Another aspect can be to measure interference caused by a single IRQ handled in the lower priority VM to the higher or highest priority VM. In this scenario, both VMs are executed together but the lower priority VM has all the IRQs disabled except the one which is under measurement. The entity of the interference caused by the specific IRQ e.g., can be calculated using the formula derived in the previous step. The interrupt's weight can then be adjusted by using a “bias” which may depend on the functionality associated with the IRQ and its relevance for the implementation of the safety related function(s) running of the VM.

In other words, the hypervisor device 100 may further obtain a second relationship 203 indicating the influence of an IRQ 104 relating to the second VM 102 on the magnitude of interference of the second VM 102 with the first VM 101; and determine the interference parameter 103 based on the second relationship 203. That is, the second relationship specifically may include the interference caused by a single IRQ and/or the bias.

Another aspect can be the clustering of IRQs. According to this aspect, interrupts can basically be divided into subsets a.k.a. “colors” depending on the effects measured in the previous step. The clustering algorithm, the number, and/or dimension of the clusters can be chosen arbitrarily. Clustering also allows for an identification of the thresholds of interference which separate a “color” from the next one.

In other words, the hypervisor device 100 may obtain a first group of IRQs 204, and select the at least one IRQ 104 from the first group 204. In a possible implementation, the first group of IRQs 204 can comprise one of the clusters described above.

More specifically, the first group of IRQs 204 can be determined based on the second relationship 203. That is, the first group 204 (i.e., the clusters) can be determined based on the interference caused by a single IRQ on one of the VMs 101, 102.

All the colors and the IRQs which compose them can be collected and described in a configuration which can be provided to the hypervisor device 100. Such a configuration can be used e.g., during the online phase. The hypervisor device 100 may sample values from performance counters and it will calculate the current interference on the highest priority VM e.g., by using the formula derived in the offline phase. Depending on the magnitude of the interference, a so called “degraded mode” can be applied to the lower priority VM by disabling a specific “color” of interrupts according to the provided configuration. Such an algorithm can be carried out by the hypervisor device in the online phase.

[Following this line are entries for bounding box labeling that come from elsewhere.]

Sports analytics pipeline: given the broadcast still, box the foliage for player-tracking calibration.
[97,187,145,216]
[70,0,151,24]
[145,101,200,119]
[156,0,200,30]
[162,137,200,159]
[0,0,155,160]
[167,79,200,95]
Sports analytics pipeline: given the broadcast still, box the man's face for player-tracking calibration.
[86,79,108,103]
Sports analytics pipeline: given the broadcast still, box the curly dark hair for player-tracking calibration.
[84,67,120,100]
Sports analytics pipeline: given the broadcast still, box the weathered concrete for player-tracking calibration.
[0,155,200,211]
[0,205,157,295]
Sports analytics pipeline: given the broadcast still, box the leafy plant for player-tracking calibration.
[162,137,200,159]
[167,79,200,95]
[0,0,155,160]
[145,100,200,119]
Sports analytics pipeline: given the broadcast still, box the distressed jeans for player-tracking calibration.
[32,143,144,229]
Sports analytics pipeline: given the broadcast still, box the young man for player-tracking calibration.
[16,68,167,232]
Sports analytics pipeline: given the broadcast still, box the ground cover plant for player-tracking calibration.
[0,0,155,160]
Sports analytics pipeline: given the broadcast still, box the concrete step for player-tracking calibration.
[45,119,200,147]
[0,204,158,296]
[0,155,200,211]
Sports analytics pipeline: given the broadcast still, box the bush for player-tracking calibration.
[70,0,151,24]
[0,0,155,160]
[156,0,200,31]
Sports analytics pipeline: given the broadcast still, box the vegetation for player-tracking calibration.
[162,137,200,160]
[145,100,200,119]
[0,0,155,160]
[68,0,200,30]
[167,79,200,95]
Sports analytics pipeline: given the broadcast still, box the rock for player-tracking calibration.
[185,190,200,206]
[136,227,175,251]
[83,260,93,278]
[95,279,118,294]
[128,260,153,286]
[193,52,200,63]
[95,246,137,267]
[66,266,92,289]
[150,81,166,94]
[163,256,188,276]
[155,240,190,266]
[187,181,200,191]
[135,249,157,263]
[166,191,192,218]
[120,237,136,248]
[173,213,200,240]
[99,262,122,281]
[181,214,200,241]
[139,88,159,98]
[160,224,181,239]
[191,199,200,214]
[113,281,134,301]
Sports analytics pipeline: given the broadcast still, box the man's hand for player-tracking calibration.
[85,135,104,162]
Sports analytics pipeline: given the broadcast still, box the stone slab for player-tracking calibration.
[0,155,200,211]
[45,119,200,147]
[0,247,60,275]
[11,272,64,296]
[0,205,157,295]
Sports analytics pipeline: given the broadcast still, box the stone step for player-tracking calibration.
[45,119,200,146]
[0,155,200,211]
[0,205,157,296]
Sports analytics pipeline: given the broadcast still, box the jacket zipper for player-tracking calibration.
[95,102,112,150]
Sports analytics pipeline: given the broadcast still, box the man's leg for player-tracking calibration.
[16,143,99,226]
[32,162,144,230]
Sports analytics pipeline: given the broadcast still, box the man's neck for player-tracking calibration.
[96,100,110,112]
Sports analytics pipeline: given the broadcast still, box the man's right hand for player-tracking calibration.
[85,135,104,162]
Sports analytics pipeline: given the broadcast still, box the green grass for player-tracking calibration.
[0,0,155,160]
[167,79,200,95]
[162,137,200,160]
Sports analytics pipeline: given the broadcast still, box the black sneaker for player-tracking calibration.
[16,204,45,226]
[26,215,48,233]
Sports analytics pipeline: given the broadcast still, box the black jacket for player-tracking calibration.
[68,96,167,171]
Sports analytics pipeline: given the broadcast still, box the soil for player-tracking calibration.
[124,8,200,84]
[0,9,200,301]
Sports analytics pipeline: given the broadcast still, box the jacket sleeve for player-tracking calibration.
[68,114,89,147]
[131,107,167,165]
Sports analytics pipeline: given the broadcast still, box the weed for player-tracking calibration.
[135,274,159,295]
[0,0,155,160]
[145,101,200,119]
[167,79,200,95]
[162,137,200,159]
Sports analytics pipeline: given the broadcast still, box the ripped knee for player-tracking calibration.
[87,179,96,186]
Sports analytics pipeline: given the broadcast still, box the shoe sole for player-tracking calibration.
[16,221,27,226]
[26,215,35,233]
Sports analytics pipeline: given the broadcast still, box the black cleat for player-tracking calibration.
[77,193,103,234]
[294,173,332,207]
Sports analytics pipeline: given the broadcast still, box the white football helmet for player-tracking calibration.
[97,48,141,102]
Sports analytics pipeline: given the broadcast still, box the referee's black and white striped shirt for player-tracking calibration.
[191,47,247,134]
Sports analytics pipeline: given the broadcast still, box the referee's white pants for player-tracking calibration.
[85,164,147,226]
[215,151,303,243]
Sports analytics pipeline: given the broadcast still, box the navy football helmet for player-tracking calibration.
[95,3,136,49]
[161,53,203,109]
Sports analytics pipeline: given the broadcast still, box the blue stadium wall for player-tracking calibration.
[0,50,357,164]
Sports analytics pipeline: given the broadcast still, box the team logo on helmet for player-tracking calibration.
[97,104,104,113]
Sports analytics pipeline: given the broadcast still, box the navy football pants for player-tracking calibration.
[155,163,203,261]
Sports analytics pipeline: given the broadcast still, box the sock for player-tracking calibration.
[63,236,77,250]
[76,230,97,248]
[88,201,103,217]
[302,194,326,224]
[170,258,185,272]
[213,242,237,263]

In other words, the hypervisor device may obtain a second group of IRQs 205, and further select the at least one IRQ 104 from the second group 205, if an attempt to mitigate the failure of the first VM 101 based on masking an IRQ from the first group 204 fails. The second group 205 may include one of the other clusters or colors of IRQs. Also the second group 205 (i.e., the clusters or colors) can be determined based on the interference caused by a single IRQ on one of the VMs 101, 102 (that is, based on the second relationship 203).

The clustering or coloring of the IRQs can be done in an order, according to which masking an IRQ from the second group 205 leads to a higher degradation of quality of service, QoS, of the second VM 102 than masking an IRQ from the first group 204. In other words, the second VM 102 may be degraded stepwise to ensure that the first VM 101 has enough resources without immediately switching of the second VM 102 at once.

In a possible implementation, a magnitude of interference of the second VM 102 with the first VM 101 can be below a predefined threshold for all IRQs in the first group 204. In other words, the IRQs in the first group cause less interference on the first VM, but at the same time do not influence the behaviour of the second VM 102 that much when being masked.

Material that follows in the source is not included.